Small displacement engines and shift patterns be damned, a day on the track is still a ton of fun.
Three nights before the VRRA endurance race at Calabogie, Alan Burns texted me a photo of a bike with no wheels and no tank or bodywork. I thought he bought another race bike but, no, it was the actual Yamaha R3 we were racing later in the week. He just installed his Superbike engine (is there such a thing when it’s 321 cc?) and was pretty excited. “It’s alive and tomorrow I’ll do dyno runs” he texted.
We were racing in the four-round Vintage Road Racing Association (VRRA) Endurance series. Four Fridays of two-hour endurance races. Two years ago, Alan invited me to join him in this series on his Yamaha R3. The 2020 series was pretty much a Covid write-off but, in 2021, we were able to race at Canadian Tire Motorsport Park (CTMP) and Shannonville Motorsport Park, both in Ontario, and we actually won in the Modern Lightweight category. I was surprised at how well we did, especially against a lot of Kawasaki 400s and excellent riders, but sometimes there are awards for good attendance!
Back when I was racing, my other hobby on the weekend was teaching motorcycle courses. Alan, myself and three other instructors had a great time racing in Amateur 600 at the Canadian Nationals or club level races at various tracks. We called ourselves Team Shoulder Check. Very fitting, because we couldn’t shake the safe street habit of shoulder-checking even when we were on the racetrack.
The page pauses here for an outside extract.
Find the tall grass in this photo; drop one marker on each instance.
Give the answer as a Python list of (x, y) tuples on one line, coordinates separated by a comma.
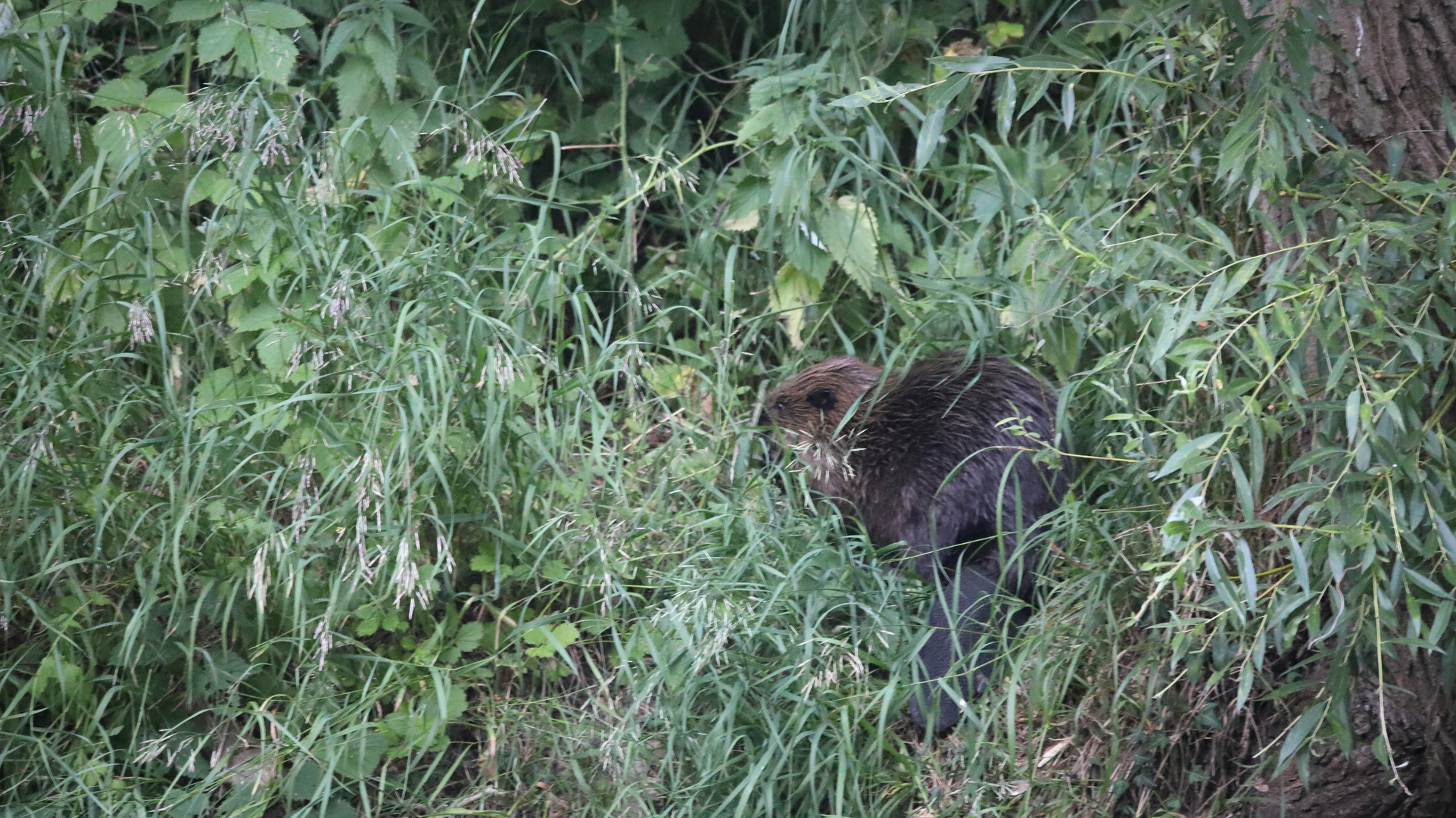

Of course, when you’re on the racetrack, only the slow racers would look over their shoulders. All focus should be straight ahead: You’re losing time if you look backwards or over your shoulder. Mind you, one of our guys, Dan Henri, won the first televised National Amateur 600 in 2003, and in 2004 I set a Shannonville lap record. Alan picked up speed years later and is now very fast.
In 2019, Alan’s dear wife passed away from health issues and Alan subsequently fully immersed himself into track activity. He was lucky enough to have his son race with him for a couple of years until his son started his own family.
The Older I Get, The Faster I Am
As Alan aged, he seemed to get faster and faster. I started calling him Benjamin Button due to his increasing youthfulness with every year that brought him closer to 60. At age 59, he, until recently, held the Lightweight lap record at Calabogie Motorsports Park of 2:23 minutes on his Yamaha R3, a lap time I’d be happy to achieve nowadays on my 600 cc track bike.